- Official title card
- دیوانگی
- Genre: Romance Thriller Tragedy Obsession
- Written by: Sadia Akhtar
- Directed by: Zeeshan Ahmed
- Starring: Danish Taimoor Hiba Bukhari
- Country of origin: Pakistan
- Original language: Urdu
- No. of seasons: 1
- No. of episodes: 41

Production
- Producers: Abdullah Kadwani Asad Qureshi
- Production locations: Karachi Lahore
- Camera setup: Multi-camera setup
- Running time: 37 minutes
- Production company: 7th Sky Entertainment

Original release
- Network: Geo Entertainment
- Release: 18 December 2019 – 26 August 2020

Related
- Jaan Nisar

= Deewangi =

Pakistani television series

Deewangi is a Pakistani romantic drama television series, produced by Abdullah Kadwani and Asad Qureshi under 7th Sky Entertainment. It has Danish Taimoor and Hiba Bukhari in their second project together after Haara Dil (2018).

The sequel for the series Jaan Nisar (also known as Deewangi 2) premiered on 11 May 2024 on the same network.

Despite Ban in India and Gulf Countries, the drama achieved Blockbuster viewership on YouTube. The drama has generated over 2.387 billion views on YouTube. In terms of ratings, the drama opened with 10.4 TRP, achieved highest TRP of 18.8 and ended with 15.5 TRP. It also hit Peak ratings of 25.4. The last episode would have fetched TRP of more than 20+ but there was no light in Pakistan in most of the Pakistan cities when the last episode aired .

== Plot ==
The story revolves around Nageen Fayaz (Hiba Bukhari), who hails from a lower-middle-class background, and Sultan Durrani (Danish Taimoor), a wealthy businessman who hails from a political background. Sultan lost his parents at a very young age and has lived with his grandmother Fazeelat (Ismat Zaidi) ever since. After the death of her mother and remarriage of her father, Nageen lives with her sister Nuzhat (Faiza Gillani), brother-in-law Rashid (Noor-ul-Hassan), their two children and Rashid's mother. Nageen lands only menial jobs because she does not have a degree, and is hired as a bus hostess at a private bus company.

Sultan crosses paths with Nageen when his car suddenly stops working on the highway and has no other choice but to travel in a bus. In that brief journey, Sultan is drawn to Nageen when he sees her confronting a harasser. Afterwards, he starts travelling by bus every now and then just to meet Nageen but she ignores him and only treats him as a passenger. To seek her attention, Sultan buys all the bus tickets one day to travel alone with Nageen. He expresses his feelings for her but she rejects him because of their class difference. She gets more frightened after a man throws acid on Faryal (Nageen's friend) for refusing his proposal. On the other hand, Sultan has a cousin, Narmeen (Zoya Nasir), who is the daughter of his uncle, Muzaddid, wants to marry Sultan. She finds out about Nageen and makes a plan to trap her. After a few days, Sultan forcefully tries to put a ring on Nageen's fingers but she refuses and slaps him. Narmeen's secret agent records a video and it goes viral on social media. The video makes Sultan look like a harasser and as a result, Muzaddid loses the general public elections. Nageen reaches out to Sultan for his forgiveness and he accepts her apology. Sultan again proposes to Nageen and she accepts it this time. Nageen's family is very happy with the marriage, but most members of Sultan's family oppose it as they want him to marry Narmeen. On the wedding day, Nageen is kidnapped and everyone suspects her of running away with someone else. Her father Fayaz and his wife rebuke Nuzhat for all this. Sultan calls off the wedding and Nageen's character is questioned in society.
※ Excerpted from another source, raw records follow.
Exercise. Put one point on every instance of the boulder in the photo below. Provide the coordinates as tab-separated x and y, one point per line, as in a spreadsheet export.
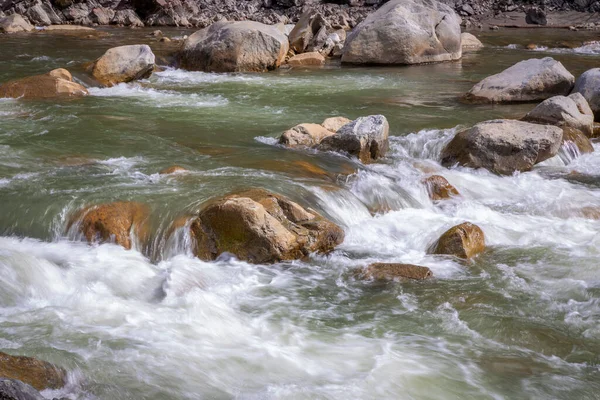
234	47
588	84
439	188
39	374
120	222
405	32
503	146
469	42
305	135
572	111
307	59
57	83
365	138
15	23
124	64
463	241
261	227
388	272
526	81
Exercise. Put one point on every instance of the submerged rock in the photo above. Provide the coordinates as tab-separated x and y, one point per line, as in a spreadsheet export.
463	241
262	227
526	81
235	47
37	373
503	146
405	32
124	64
57	83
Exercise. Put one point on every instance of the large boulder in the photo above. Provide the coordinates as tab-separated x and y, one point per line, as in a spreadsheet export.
572	111
119	222
463	241
235	47
15	23
39	374
526	81
57	83
261	227
503	146
405	32
124	64
365	138
588	84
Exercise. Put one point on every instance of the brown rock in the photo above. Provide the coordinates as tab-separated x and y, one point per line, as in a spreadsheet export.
39	374
463	241
439	188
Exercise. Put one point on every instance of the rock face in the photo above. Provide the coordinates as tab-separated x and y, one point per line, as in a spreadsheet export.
526	81
588	84
261	227
503	146
15	23
235	47
124	64
57	83
39	374
463	241
572	111
405	32
119	222
365	138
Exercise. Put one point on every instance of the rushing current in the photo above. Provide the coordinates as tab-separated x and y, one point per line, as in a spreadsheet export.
522	321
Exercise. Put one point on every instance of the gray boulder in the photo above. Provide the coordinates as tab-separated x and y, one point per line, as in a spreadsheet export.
503	146
526	81
406	32
235	47
365	138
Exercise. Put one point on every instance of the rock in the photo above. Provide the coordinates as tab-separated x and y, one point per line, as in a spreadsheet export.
365	138
529	80
39	374
503	146
388	272
439	188
119	222
588	84
469	42
261	227
51	85
463	241
15	23
572	111
306	135
124	64
307	59
405	32
235	47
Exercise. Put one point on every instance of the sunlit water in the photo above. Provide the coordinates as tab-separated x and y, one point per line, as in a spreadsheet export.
521	321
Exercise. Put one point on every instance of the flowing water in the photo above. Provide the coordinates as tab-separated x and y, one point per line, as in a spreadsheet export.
522	321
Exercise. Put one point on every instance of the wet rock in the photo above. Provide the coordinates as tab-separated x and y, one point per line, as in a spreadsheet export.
124	64
55	84
503	146
529	80
418	31
439	188
463	241
235	47
15	23
388	272
572	111
119	222
261	227
37	373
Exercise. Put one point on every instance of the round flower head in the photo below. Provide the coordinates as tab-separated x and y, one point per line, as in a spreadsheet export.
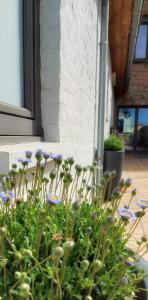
6	196
126	214
46	155
121	183
24	161
53	199
28	154
142	203
130	261
116	191
39	155
56	156
128	182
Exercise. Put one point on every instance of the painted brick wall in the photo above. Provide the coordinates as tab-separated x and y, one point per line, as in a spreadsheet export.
78	75
69	72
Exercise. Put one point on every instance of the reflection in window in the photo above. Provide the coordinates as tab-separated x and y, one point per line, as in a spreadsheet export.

Nageen is let go after two days. Her family believes that she has either been raped or ran away on her own. Nageen tries to assure them that nothing bad happened to her, nor did she run away. She has no explanation to give concerning the two-day kidnapping. After a few days, Nageen goes to Sultan to make him believe in her innocence, but Sultan reveals that he was the one who kidnapped her and that the marriage was just a plan to seek revenge from Nageen for the slap and the public humiliation. Nageen is heartbroken. She threatens to expose Sultan in front of the media but Sultan blackmails Nageen with photoshopped intimate pictures. He also pays Rashid five million rupees to keep their mouths shut.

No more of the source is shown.